Andrei Sakharov was a physician, a member of the Academy of Sciences of USSR from 1953. He did important researches in astrophysics and was one of the creators of the thermonuclear bomb. For this reason, he was awarded three times Hero of the Socialist Work. In his work Sacharov was already convinced of operating for an ideal of peace and progress: he considered the nuclear balance a deterrent from a global military conflict between the two blocs. He will underline this conviction in the samizdat essay of the 1968 "Progress, Coexistence and Intellectual Freedom", in which he wishes a gradual approaching between USSR and USA and a strong refusal in USSR of neo-stalinist temptations.
He was a supporter of the Spring of Prague and one of the first who spoke about the question of the political prisoners.
In that same year, 1968, Sacharov got nearer and nearer the dissident movement and when, in 1971, he got married to Yelena Bonner, he was with her in the centre of every battle for the respect of human rights and legality.

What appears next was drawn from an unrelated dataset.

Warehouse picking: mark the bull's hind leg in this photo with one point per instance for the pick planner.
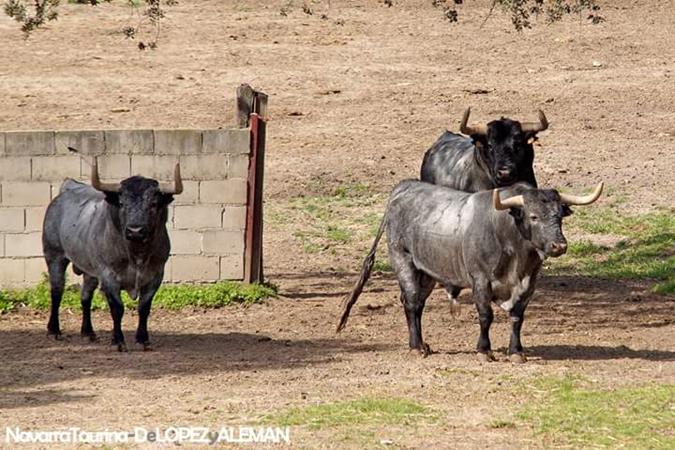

In 1975 he was awarded with the Nobel prize for Peace. In the beginning of 1980 he denounced the Soviet intervention in Afghanistan and was relegated in Gorkij, where he lived, in almost complete isolation, for 6 years. He came back to Moscow in 1986 and was elected in 1989 at the Congress of the People Deputies. He became one of the chiefs of the democratic opposition, which asks quick and substantial reforms. When he died, in on the 14th December 1989, he was fighting for the abolition of the 6th article of the Soviet Constitution, the one on the role of the Communist Party, and he was working hard on the project of a new Constitution. In 1990 his "Memories" were published.